Tuesday, 7 December 2021

Spare Pickering

I've decided to get a job out of the way which I've been meaning to get sorted for a few months.

You may remember that when we set out to model the Welsh Highland's replica Picking brake our first approach was to use the Dundas brass kit.



Himself got as far as assembling the body before deciding to change tack and switched to the Worsley Works body kit which has a number of perceived advantages.

Among those were the way it's possible to make the floor removable on the Worsley design, and it doesn't have a strengthening lip along the top edge, which was going to make it much harder to insert an interior.

It's still a very nice looking body, however, so the plan was to complete this second one with a view to selling it as a complete, painted carriage.

My part of this arrangement is to fit it out with an interior.

To get over the issue of how to get it in past the prominent lip, Himself had the idea of filing back a short section in the middle, which will enable me to build the interior in three sections which can be dropped in and then slid along into position.


So far I've got the floor sections cut to size and the three compartment dividers fixed into place.

The next job will be to add the bench seats. 

Sunday, 5 December 2021

1870 And All That

The arrival of a radical new locomotive in the top left hand corner of Wales always brings the irresistable urge to put it to the test and see what it's capable of.

In 1870 it was the FR's pioneer Double Fairlie Little Wonder and in 2021 it's the Bachmann 009 version which I suspect will be as much of a game-changer for the scale as the real locomotives were for the FR and for narrow gauge railways in general.

This time we didn't bring along Russian Imperial observers - just me with my iphone - but the principle was the same: find a hill and hang the longest train you can on the back and see what it can do.

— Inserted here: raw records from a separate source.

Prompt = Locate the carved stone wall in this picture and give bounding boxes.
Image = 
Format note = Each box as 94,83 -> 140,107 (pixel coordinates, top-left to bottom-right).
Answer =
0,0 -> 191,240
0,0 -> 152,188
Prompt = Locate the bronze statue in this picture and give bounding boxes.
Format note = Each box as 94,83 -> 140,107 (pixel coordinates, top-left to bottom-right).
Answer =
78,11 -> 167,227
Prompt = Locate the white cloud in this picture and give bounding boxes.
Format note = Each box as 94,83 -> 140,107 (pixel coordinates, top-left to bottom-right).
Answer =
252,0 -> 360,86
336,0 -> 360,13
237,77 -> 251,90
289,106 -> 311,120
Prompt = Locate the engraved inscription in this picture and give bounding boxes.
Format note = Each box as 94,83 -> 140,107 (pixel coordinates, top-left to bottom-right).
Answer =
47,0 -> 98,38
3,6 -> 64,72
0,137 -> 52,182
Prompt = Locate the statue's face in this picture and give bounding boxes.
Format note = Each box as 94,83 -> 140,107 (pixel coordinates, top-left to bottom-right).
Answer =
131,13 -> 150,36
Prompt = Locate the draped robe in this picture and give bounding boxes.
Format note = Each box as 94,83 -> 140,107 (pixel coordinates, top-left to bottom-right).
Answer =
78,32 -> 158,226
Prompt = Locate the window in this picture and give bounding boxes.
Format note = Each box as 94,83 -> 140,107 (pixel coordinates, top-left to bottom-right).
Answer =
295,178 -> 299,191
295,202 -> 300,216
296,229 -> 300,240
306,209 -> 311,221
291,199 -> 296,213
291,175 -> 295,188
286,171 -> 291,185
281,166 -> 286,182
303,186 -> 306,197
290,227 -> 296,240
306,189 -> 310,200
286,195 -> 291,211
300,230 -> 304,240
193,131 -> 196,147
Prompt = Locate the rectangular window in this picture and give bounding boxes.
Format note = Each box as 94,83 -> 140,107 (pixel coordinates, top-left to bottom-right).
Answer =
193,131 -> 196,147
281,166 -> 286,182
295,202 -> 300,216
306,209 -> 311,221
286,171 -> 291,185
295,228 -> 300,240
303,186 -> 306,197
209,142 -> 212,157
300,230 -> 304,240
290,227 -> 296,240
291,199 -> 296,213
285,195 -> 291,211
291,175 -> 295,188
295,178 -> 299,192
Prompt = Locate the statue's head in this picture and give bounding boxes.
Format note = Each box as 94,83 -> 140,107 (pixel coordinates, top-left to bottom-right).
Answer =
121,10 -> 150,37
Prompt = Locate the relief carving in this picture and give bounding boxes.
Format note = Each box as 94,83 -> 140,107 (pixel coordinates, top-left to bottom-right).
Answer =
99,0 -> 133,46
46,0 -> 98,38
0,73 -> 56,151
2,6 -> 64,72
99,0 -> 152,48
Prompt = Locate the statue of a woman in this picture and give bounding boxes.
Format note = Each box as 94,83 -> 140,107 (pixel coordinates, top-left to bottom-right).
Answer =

150 years ago the newcomer Little Wonder was up against the incumbant in the form of Large England Welsh Pony.

For our version we pitted the DCC sound fitted Earl of Merioneth against the eldest of our fleet of Backwoods Miniatures Fairlies, Merddin Emrys.

The results were obvious enough if you watch the video, so I won't explain it all here, but a little bit of background context will be helpful.

The Bachmann model has been pulled apart and some extra weight added in the empty space in the tanks, but unfortunately I forgot to bring along my digital scales for the test so I can't tell you how much was added, or how the RTR model compares to the Backwoods which is 100% brass construction.

What I can say is that despite the alterations it wasn't able to haul much more than the Bachmann model of Livingston Thompson which has not been touched - and will probably be left alone as a result of these tests. 

So are we disappointed?  Not really.

It would have been nice if it could have handled a rake of six, but I'm not sure that the real locomotive - which by the end of its working life was beginning to struggle by all accounts - could take many more than four of the current FR super saloon carriages up the 1:40 grade.

The capablity of the Backwoods models on our layout far exceeds the prototype, indeed, our Merddin was limited only by the output of the motor in this test, requiring full power and feeling distinctly warm to the touch afterwards.

It's more than 25 years old now, and such is the design of the Backwoods kit it's impossible to get the motor out to replace it, so we need to take care of the old girl.

What's more, nether of the models we have bought should ever run on either Bron Hebog or Dduallt if we're being prototypical, so they're strictly for Rule 1 specials.

The green Earl looked very nice on a set of 4 carriages in red livery, and I suspect once we've given the carriage bogies an overhaul it could handle 5 quite comfortably, and LT will look good on a vintage freight or a short Victorian set running a short service from Port to Beddgelert.

What is sure is that as gorgeous as the Bachman models look, the Backwoods Fairlies aren't going to be retired from mainline duties on our layouts any time soon!